Do you love the excitement of a rumbling engine combined with the spirit of competition? You are in luck America is full of Motorsports. But not all of these sports are for everyone and you might be struggling to find the one that you can really get into. Motocross racing has those tiny little bikes, like the one you just bought for your 4 year old, weak. Horsepower is where it is at, there are a few options for horsepower, you could go with Formula one but that is dominated by those fruity European dorks. Monster trucks are only cool when they are smashing things, so that doesn’t satisfy the competition factor.
What are you left with? The obvious answer is NASCAR, 725 horsepower rumbling around the track, beer everywhere, a virtual trailer park on the infield to make you feel at home, almost perfect. But there are some drawbacks to stock car racing, first of course, is the length, who has time for a 500 mile race? Where is the excitement, boil it down to the crashes and the win and maybe you could keep me interested, but not with all of the uneventful laps in the middle. Now the other big issue is all of the turns, who can keep track of where they are going? If you are one of those people who felt their intelligence was insulted when ventriloquist Jeff Dunham’s character “Bubba J” said that he felt NASCAR was “a sport that is easy to follow when you’re hammered” as if to imply that it was simple, you aren't alone. There are some of you out there who feel as though racing has gotten too complicated, with stages and cautions and points and turns and pit stops, (not to mention dozens of cars to follow) and you aren’t wrong, it has gotten too nuanced and intellectual.
So what is there that doesn’t involve all of those wild and wacky turns and stops, as well as not taking 5 hours to put up some sort of a result? Some might say drag racing, but anything that is over faster than your average 8 year old can chug a PBR (13.2 seconds according to research) is just a little too quick.
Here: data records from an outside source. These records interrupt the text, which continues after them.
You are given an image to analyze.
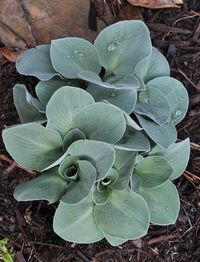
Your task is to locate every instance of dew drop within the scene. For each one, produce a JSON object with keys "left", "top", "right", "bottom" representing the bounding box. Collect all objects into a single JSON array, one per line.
[
  {"left": 110, "top": 92, "right": 117, "bottom": 97},
  {"left": 107, "top": 41, "right": 118, "bottom": 52},
  {"left": 175, "top": 110, "right": 182, "bottom": 117}
]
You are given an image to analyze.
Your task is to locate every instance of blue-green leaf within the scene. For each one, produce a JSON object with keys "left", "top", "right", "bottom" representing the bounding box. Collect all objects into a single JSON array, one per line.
[
  {"left": 16, "top": 45, "right": 59, "bottom": 81},
  {"left": 115, "top": 127, "right": 150, "bottom": 151},
  {"left": 13, "top": 84, "right": 46, "bottom": 123},
  {"left": 53, "top": 195, "right": 104, "bottom": 244},
  {"left": 94, "top": 20, "right": 152, "bottom": 75},
  {"left": 133, "top": 156, "right": 173, "bottom": 188},
  {"left": 138, "top": 180, "right": 180, "bottom": 225},
  {"left": 3, "top": 123, "right": 62, "bottom": 171},
  {"left": 66, "top": 140, "right": 115, "bottom": 180},
  {"left": 35, "top": 77, "right": 78, "bottom": 105},
  {"left": 136, "top": 114, "right": 177, "bottom": 148},
  {"left": 46, "top": 86, "right": 94, "bottom": 135},
  {"left": 14, "top": 168, "right": 67, "bottom": 204},
  {"left": 147, "top": 76, "right": 189, "bottom": 125},
  {"left": 50, "top": 37, "right": 101, "bottom": 78},
  {"left": 111, "top": 149, "right": 137, "bottom": 190},
  {"left": 87, "top": 85, "right": 137, "bottom": 114},
  {"left": 149, "top": 139, "right": 190, "bottom": 180},
  {"left": 134, "top": 47, "right": 170, "bottom": 83},
  {"left": 94, "top": 190, "right": 149, "bottom": 239},
  {"left": 60, "top": 160, "right": 97, "bottom": 205},
  {"left": 71, "top": 102, "right": 126, "bottom": 144},
  {"left": 134, "top": 87, "right": 171, "bottom": 125}
]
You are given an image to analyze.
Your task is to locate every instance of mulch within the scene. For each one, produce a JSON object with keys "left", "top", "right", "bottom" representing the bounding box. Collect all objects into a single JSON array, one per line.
[{"left": 0, "top": 0, "right": 200, "bottom": 262}]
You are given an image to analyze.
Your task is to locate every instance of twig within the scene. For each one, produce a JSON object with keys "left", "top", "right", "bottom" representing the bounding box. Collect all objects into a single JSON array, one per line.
[
  {"left": 178, "top": 68, "right": 199, "bottom": 91},
  {"left": 76, "top": 250, "right": 91, "bottom": 262},
  {"left": 185, "top": 170, "right": 200, "bottom": 180},
  {"left": 147, "top": 233, "right": 179, "bottom": 245},
  {"left": 0, "top": 155, "right": 36, "bottom": 176}
]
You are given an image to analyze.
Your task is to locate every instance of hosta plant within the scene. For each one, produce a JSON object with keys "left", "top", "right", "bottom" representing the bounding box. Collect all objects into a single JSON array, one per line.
[{"left": 3, "top": 21, "right": 190, "bottom": 245}]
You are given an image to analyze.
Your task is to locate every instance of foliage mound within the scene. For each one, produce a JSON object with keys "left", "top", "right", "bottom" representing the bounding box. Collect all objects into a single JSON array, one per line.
[{"left": 3, "top": 21, "right": 190, "bottom": 246}]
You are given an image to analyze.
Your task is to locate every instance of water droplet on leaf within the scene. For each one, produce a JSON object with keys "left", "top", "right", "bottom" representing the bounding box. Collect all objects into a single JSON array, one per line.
[
  {"left": 175, "top": 110, "right": 182, "bottom": 117},
  {"left": 107, "top": 41, "right": 118, "bottom": 52},
  {"left": 110, "top": 92, "right": 117, "bottom": 97}
]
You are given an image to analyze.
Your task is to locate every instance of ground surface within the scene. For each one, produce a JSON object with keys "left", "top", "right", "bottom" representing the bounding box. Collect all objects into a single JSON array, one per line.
[{"left": 0, "top": 0, "right": 200, "bottom": 262}]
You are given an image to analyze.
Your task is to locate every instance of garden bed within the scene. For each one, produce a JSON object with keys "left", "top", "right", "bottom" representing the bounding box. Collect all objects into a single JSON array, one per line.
[{"left": 0, "top": 0, "right": 200, "bottom": 262}]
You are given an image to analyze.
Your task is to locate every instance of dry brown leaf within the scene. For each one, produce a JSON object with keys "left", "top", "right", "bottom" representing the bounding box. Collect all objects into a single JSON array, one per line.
[
  {"left": 0, "top": 47, "right": 21, "bottom": 63},
  {"left": 128, "top": 0, "right": 183, "bottom": 9}
]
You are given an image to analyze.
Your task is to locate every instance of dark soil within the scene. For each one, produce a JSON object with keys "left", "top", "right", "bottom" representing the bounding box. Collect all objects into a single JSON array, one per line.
[{"left": 0, "top": 0, "right": 200, "bottom": 262}]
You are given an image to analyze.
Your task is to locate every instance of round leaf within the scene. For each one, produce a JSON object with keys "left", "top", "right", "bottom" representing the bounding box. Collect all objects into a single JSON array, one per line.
[
  {"left": 53, "top": 195, "right": 104, "bottom": 244},
  {"left": 149, "top": 139, "right": 190, "bottom": 180},
  {"left": 16, "top": 45, "right": 59, "bottom": 81},
  {"left": 50, "top": 37, "right": 101, "bottom": 78},
  {"left": 136, "top": 114, "right": 177, "bottom": 148},
  {"left": 138, "top": 181, "right": 180, "bottom": 225},
  {"left": 87, "top": 85, "right": 137, "bottom": 114},
  {"left": 72, "top": 102, "right": 126, "bottom": 144},
  {"left": 63, "top": 128, "right": 86, "bottom": 152},
  {"left": 134, "top": 87, "right": 171, "bottom": 125},
  {"left": 60, "top": 160, "right": 97, "bottom": 205},
  {"left": 147, "top": 76, "right": 189, "bottom": 125},
  {"left": 115, "top": 127, "right": 150, "bottom": 151},
  {"left": 111, "top": 149, "right": 137, "bottom": 190},
  {"left": 3, "top": 123, "right": 62, "bottom": 171},
  {"left": 134, "top": 47, "right": 170, "bottom": 83},
  {"left": 133, "top": 156, "right": 173, "bottom": 188},
  {"left": 35, "top": 77, "right": 76, "bottom": 105},
  {"left": 13, "top": 84, "right": 46, "bottom": 123},
  {"left": 46, "top": 86, "right": 94, "bottom": 135},
  {"left": 94, "top": 190, "right": 149, "bottom": 239},
  {"left": 67, "top": 140, "right": 115, "bottom": 180},
  {"left": 94, "top": 20, "right": 151, "bottom": 75}
]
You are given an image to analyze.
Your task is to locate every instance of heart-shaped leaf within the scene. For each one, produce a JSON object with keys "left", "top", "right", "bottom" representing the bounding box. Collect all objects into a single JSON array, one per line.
[
  {"left": 138, "top": 181, "right": 180, "bottom": 225},
  {"left": 53, "top": 195, "right": 104, "bottom": 244},
  {"left": 94, "top": 20, "right": 151, "bottom": 75},
  {"left": 13, "top": 84, "right": 46, "bottom": 123},
  {"left": 16, "top": 45, "right": 59, "bottom": 81},
  {"left": 134, "top": 87, "right": 171, "bottom": 125},
  {"left": 87, "top": 85, "right": 137, "bottom": 114},
  {"left": 94, "top": 190, "right": 149, "bottom": 239},
  {"left": 115, "top": 127, "right": 150, "bottom": 151},
  {"left": 67, "top": 140, "right": 115, "bottom": 180},
  {"left": 134, "top": 47, "right": 170, "bottom": 83},
  {"left": 149, "top": 139, "right": 190, "bottom": 180},
  {"left": 50, "top": 37, "right": 101, "bottom": 78},
  {"left": 63, "top": 128, "right": 86, "bottom": 152},
  {"left": 147, "top": 76, "right": 189, "bottom": 125},
  {"left": 46, "top": 86, "right": 94, "bottom": 135},
  {"left": 71, "top": 102, "right": 126, "bottom": 144},
  {"left": 35, "top": 77, "right": 78, "bottom": 105},
  {"left": 133, "top": 156, "right": 173, "bottom": 188},
  {"left": 136, "top": 114, "right": 177, "bottom": 148},
  {"left": 3, "top": 123, "right": 62, "bottom": 171}
]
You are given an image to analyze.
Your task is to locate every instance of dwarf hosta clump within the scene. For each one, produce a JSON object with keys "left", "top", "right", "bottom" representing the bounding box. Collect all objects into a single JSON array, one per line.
[{"left": 3, "top": 21, "right": 190, "bottom": 245}]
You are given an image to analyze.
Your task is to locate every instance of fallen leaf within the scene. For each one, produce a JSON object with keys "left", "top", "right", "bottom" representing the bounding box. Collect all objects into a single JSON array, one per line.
[
  {"left": 128, "top": 0, "right": 183, "bottom": 9},
  {"left": 0, "top": 47, "right": 21, "bottom": 63}
]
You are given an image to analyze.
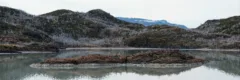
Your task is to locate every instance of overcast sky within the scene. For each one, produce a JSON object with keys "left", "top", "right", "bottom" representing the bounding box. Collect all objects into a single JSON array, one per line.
[{"left": 0, "top": 0, "right": 240, "bottom": 28}]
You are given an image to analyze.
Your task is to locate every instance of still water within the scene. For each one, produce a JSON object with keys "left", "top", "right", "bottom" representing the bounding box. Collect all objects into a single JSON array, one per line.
[{"left": 0, "top": 50, "right": 240, "bottom": 80}]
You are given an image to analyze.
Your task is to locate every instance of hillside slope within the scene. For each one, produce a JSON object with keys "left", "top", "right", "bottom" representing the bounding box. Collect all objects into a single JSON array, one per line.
[
  {"left": 0, "top": 7, "right": 240, "bottom": 51},
  {"left": 197, "top": 16, "right": 240, "bottom": 35},
  {"left": 117, "top": 17, "right": 188, "bottom": 29}
]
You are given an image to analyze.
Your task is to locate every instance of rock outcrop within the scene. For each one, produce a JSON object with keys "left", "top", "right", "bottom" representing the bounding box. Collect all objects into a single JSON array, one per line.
[{"left": 41, "top": 50, "right": 204, "bottom": 64}]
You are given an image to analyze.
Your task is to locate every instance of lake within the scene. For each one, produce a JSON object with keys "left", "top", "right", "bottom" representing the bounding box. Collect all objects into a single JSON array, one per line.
[{"left": 0, "top": 49, "right": 240, "bottom": 80}]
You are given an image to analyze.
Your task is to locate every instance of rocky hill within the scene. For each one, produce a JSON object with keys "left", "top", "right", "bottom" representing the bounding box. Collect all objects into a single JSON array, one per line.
[
  {"left": 117, "top": 17, "right": 188, "bottom": 29},
  {"left": 0, "top": 6, "right": 240, "bottom": 51},
  {"left": 197, "top": 16, "right": 240, "bottom": 35}
]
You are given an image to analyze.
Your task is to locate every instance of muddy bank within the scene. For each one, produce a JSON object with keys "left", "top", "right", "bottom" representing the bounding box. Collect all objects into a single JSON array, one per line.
[{"left": 37, "top": 50, "right": 204, "bottom": 65}]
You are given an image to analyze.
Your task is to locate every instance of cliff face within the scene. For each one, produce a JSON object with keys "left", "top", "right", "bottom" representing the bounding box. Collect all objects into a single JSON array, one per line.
[
  {"left": 0, "top": 7, "right": 240, "bottom": 49},
  {"left": 197, "top": 16, "right": 240, "bottom": 35}
]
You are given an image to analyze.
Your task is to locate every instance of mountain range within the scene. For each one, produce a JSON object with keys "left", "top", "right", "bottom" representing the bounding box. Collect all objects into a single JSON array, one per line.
[
  {"left": 0, "top": 6, "right": 240, "bottom": 51},
  {"left": 117, "top": 17, "right": 188, "bottom": 29}
]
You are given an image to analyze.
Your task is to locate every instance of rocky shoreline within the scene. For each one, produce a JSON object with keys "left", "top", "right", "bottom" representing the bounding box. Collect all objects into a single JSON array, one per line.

Not to mention there are still two cars out there to keep track of, and they have those parachutes? What are those even for, they aren’t skydiving at all? So one at a time, horsepower, slow it down, where can you find all of that? Tractor pulling! The competition based around seeing how far some dude can drag something behind his vehicle. It has everything you need in a Motorsport, loud engines, the smell of diesel, and a crowd full of girls who know which quick-snack has the best price on Copenhagen.
Developed by a crafty farmer who wanted to save face upon realizing he had pulled the hay wagon all the way out to the field after forgetting to put the front wheels back on, tractor pulling has been the official sport of Ohio’s intellectual elite since the mid 1900’s. The competition formed once a sled was standardized, and some fancy pants college boy engineered a mechanism to shift the weight and make it more difficult to pull as the distance increased. Immediately following its inception, the motto was “pull on Sunday, plow on Monday” with most of the tractors involved also being used for normal farm operations. Over time the tractors and trucks used in pulling evolved, multiple engines, massive turbos, cartoonish tires, completely impractical for farm work, but man can they drag some sh*t a long way.
Remember those guys from high school who somehow had five periods a day as a shop class and spent the other two in the back of the parking lot revving the engine on their P.O.S. 20 year old Chevy pickup? The best and brightest of those guys madetheir way into the Pro-Pulling circuit. Trading their (somehow always torn) Mossy oak ball-cap, flannel and ripped jeans in for a fire suit and HANS device (they get to keep the steel toes that they have worn nonstop since they were 12). Hopping in the rig to rip it up down the 330 foot dirt strip. As the ‘sport’ has grown and gained notoriety some associations like the “Lucas oil Pro Pulling league” have struck up TV deals with basic cable networks like the world famous “MAVTV” to bring the joy of pulling to the masses at home. (and let me tell you the mysterious exemption from those high school English classes shows up in the post-game interviews)
The nice real feel good side to the high stakes world of pulling is that you don’t need to be a professional with a 9000 Horsepower inter-cooled twin turbo behemoth (Ironically within a 1972 Allis-Chalmers frame) to participate. All you need is a weight to drag and a strip of dirt. Popular anywhere diesel is cheap and books are scarce, it is a competition that can be hosted with little infrastructure or organizational skill, leading to amateur pulls popping up all across the country almost every weekend. I wouldn’t advise showing up in a Prius but if you are craving the roar of an engine without the needless complexity of a race, or are just wondering who is buying all of the "Trump 2020" flags. I would advise finding yourself a local pull, filling the cooler with some Milwaukee’s Best, and enjoy watching some good ‘ole boys play in the dirt.